Yes, Mikhail Baryshnikov is irresistibly charming as the amorous simpleton Frantz, as he showed once again in the New York City Ballet production of "Coppelia" at the Kennedy Center Saturday afternoon. Patricia McBride, moreover, with her crisp movements and candy-coated stage presence, is an ideal Swanilda for this Balanchine-Danilova version of the comedy classic. Yet all of their expertise, and that of their colleagues, could not dispel the feeling that this was a superficial, chilly and mechanical performance of what is essentially a superficial, chilly and mechanical production.

Baryshnikov and McBride play well against one another, but one senses that this is more a matter of skillful accommodation than of rapport. And while Shaun O'Brien's gothic, intricately detailed portrayal of Dr. Coppelius, the eccentric toymaker, makes the character more interesting, it also makes him far less sympathetic than usual. Who really cares what happens to such a thoroughly unpleasant weirdo? Even Dr. Frankenstein had his attractive sides.

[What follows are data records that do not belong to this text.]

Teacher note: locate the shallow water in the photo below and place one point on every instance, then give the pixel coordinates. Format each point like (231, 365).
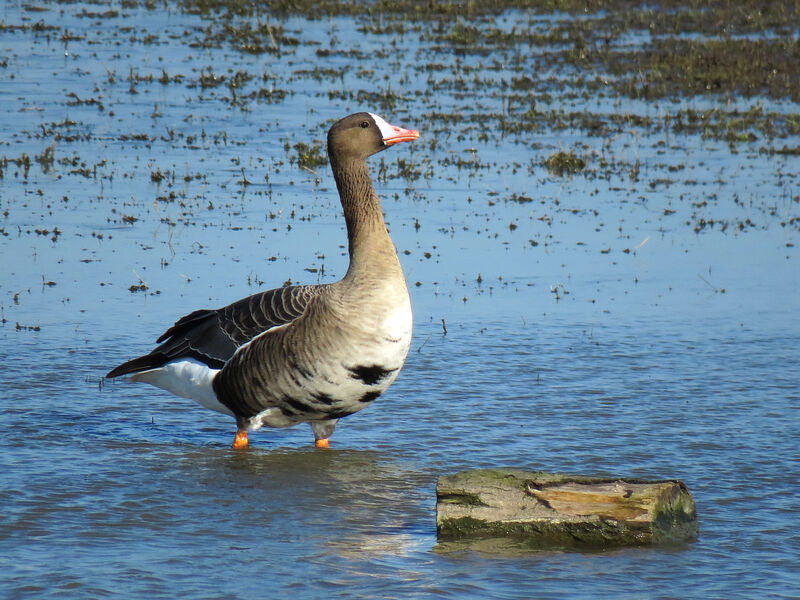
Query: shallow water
(623, 342)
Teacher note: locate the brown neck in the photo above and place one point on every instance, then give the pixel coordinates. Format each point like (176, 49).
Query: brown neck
(367, 238)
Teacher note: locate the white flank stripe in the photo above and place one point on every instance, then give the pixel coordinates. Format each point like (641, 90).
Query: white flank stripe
(186, 377)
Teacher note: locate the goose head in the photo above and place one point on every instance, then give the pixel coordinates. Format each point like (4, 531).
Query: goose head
(363, 134)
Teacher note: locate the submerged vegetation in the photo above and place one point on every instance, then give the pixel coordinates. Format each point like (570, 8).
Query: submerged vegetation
(518, 103)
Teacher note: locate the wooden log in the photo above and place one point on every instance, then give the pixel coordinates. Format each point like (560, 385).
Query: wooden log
(551, 509)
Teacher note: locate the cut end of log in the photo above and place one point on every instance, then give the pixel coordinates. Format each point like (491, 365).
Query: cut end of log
(557, 510)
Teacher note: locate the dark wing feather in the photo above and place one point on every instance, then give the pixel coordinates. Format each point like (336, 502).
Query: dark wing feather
(212, 336)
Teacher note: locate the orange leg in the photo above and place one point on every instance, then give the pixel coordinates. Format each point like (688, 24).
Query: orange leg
(240, 440)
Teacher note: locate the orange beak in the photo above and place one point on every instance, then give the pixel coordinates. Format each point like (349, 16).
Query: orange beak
(400, 135)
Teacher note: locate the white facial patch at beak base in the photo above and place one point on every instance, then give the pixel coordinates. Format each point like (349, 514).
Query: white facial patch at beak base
(387, 130)
(391, 134)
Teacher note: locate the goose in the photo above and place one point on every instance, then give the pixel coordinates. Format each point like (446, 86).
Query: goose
(302, 353)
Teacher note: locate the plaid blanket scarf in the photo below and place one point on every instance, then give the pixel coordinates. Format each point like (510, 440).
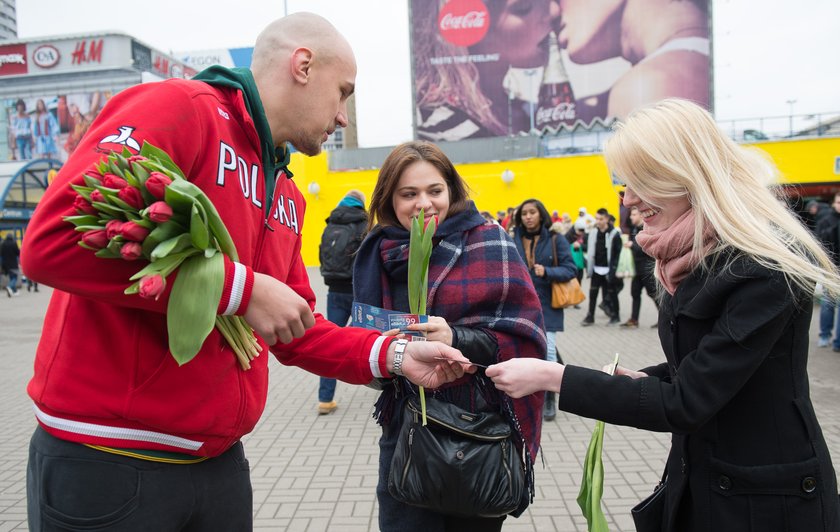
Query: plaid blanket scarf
(476, 279)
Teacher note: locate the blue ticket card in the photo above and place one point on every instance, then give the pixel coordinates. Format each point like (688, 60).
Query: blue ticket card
(380, 319)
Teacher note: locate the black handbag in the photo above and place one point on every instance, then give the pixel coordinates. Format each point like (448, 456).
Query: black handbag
(461, 463)
(649, 514)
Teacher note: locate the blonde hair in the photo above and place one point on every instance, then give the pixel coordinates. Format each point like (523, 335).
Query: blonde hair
(674, 148)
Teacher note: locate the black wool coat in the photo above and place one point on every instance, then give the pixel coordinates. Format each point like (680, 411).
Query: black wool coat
(747, 451)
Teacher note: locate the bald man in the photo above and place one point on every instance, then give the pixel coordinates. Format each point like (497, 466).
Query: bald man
(126, 438)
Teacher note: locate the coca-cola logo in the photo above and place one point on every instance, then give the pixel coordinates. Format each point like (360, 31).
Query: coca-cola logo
(463, 22)
(564, 112)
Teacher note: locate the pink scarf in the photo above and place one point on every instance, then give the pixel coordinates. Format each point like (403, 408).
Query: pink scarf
(671, 248)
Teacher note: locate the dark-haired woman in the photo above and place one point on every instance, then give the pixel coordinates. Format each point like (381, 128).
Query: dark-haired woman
(549, 259)
(479, 300)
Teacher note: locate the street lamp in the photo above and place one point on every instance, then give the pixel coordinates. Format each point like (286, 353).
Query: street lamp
(790, 116)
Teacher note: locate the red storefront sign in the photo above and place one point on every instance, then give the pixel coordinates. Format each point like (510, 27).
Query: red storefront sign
(13, 60)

There were pluses during this matinee besides the dancing of the McBride and Baryshnikov, including the smartly rendered theme and variations in Act I by Swanilda and her eight friends; the sweet radiance of the children's ensemble in the "Waltz of the Golden Hours," and the sabresharp Kyra Nichols in the "War" variation. But, generally speaking, rarely has "Coppelia" seemed so much of a clockwork ballet, as heartless as its protagonists.